CATEQUESE DO PAPA FRANCISCO
Biblioteca do Palácio Apostólico – Vaticano
Quarta-feira, 29 de abril de 2020
Boletim da Santa Sé
Tradução: Liliane Borges (Canção Nova)
Caros irmãos e irmãs, bom dia!
Com a audiência de hoje, concluímos o percurso sobre as Bem-aventuranças evangélicas. Como ouvimos, na última, proclama-se a alegria escatológica dos perseguidos pela justiça.
Essa felicidade anuncia a mesma felicidade que a primeira: o reino dos céus é dos perseguidos e dos pobres de espírito; entendemos que chegamos ao final de um percurso unitário desvendado nos anúncios precedentes.
A pobreza de espírito, o pranto, a mansidão, a sede de santidade, a misericórdia, a purificação do coração e as obras de paz podem levar à perseguição por causa de Cristo, mas essa perseguição é, no final, motivo de alegria e grande recompensa nos céus. O caminho das bem-aventuranças é uma jornada de Páscoa que leva de uma vida segundo o mundo para aquela segundo Deus, de uma existência guiada pela carne, ou seja, pelo egoísmo até a guiada pelo Espírito.

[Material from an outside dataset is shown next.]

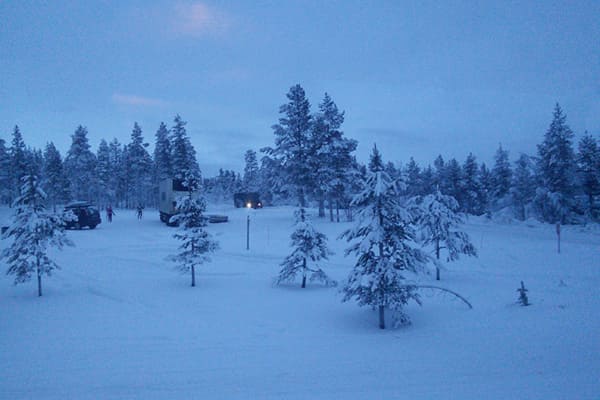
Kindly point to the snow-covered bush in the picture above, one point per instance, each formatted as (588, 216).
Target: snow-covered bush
(310, 246)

O mundo, com seus ídolos, compromissos e prioridades, não pode aprovar esse tipo de existência. As “estruturas do pecado”1, frequentemente produzidas pela mentalidade humana, são estranhas ao Espírito da verdade que o mundo não pode receber (cf. Jo 14,17), não podem senão recusar a pobreza, a mansidão ou a pureza e declarar a vida segundo o Evangelho como um erro e um problema, portanto como algo a ser marginalizado. Assim pensa o mundo: “Estes são idealistas ou fanáticos …”. Assim pensam eles.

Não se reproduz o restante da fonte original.